Almost every public and private sector organization has its own website, and new online services are introduced regularly. Personal data of clients and employees, and business and financial information of the organization, are stored in electronic form. This presents opportunities for cybercriminals, whose attacks against web applications are usually a first step on their path to attacking networks of large organizations.
In a recent study, Positive Technologies tested the web resources of companies from various industries including banking, government, information technologies, telecom, manufacturing and mass media. The large majority of the systems tested (62%) contained high-severity vulnerabilities and nearly all systems (95%) had mediumseverity vulnerabilities.
This is significant since vulnerable web applications can enable wide spread DDoS attacks. If an attacker emulates an authorized user’s actions and exploits specially crafted queries to a website, even a small amount of traffic can result in complete site unavailability.
100% of Web Applications are Vulnerable to Attack
Positive Technologies tested the security level of each web application both using automated tools and manually using a combination of black-, gray-, and white-box methods. Key findings included:
- All web applications analyzed (100%) were found to have vulnerabilities. High-severity vulnerabilities were detected in 62% of systems, a large increase from 2012 (45%). Medium-severity vulnerabilities were detected in 95% of the systems.
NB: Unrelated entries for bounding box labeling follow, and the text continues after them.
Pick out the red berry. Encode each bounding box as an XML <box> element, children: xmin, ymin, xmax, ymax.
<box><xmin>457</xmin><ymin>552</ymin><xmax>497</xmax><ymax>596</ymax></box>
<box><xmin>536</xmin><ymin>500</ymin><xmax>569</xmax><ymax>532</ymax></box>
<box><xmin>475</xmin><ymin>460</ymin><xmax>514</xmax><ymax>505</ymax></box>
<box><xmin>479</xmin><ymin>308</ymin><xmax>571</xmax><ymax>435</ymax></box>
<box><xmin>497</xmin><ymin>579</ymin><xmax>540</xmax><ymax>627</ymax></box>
- In 2013, the most widespread weakness was Cross-Site Scripting, which affected 78% of applications. Brute Force vulnerability placed second with 69% of the analyzed systems affected. The Top 10 also included SQL Injection and XML External Entity (XXE) Injection, with critical vulnerabilities found in 43% and 20% of systems, respectively.
- The sector most threatened by high-severity vulnerabilities was mass media, with critical vulnerabilities detected in 80% of web applications.
- Of applications written in PHP, 76% were found to contain critical vulnerabilities. This was a higher rate than other programming languages both in terms of percentage of vulnerable systems and number of vulnerabilities per system.
- In 2013, the most popular web server was Apache and the most vulnerable web servers were Apache Tomcat and Microsoft IIS. Critical vulnerabilities were identified in 75% of web applications for Tomcat users and 71% of web applications for MS IIS users.
- Half of the analyzed E-banking systems had critical vulnerabilities and no E-banking system studied complied with all PCI DSS requirements.
- White-box testing allowed specialists to reveal 10 times more high severity vulnerabilities and approximately twice as many medium- and low-severity vulnerabilities compared to black- and gray-box testing.
This Positive Technologies study included large-scale penetration tests conducted on 61 web applications in several countries. The enterprises included in this research ranged from oil and gas producers and banks to government agencies, software manufacturers and telecommunications firms.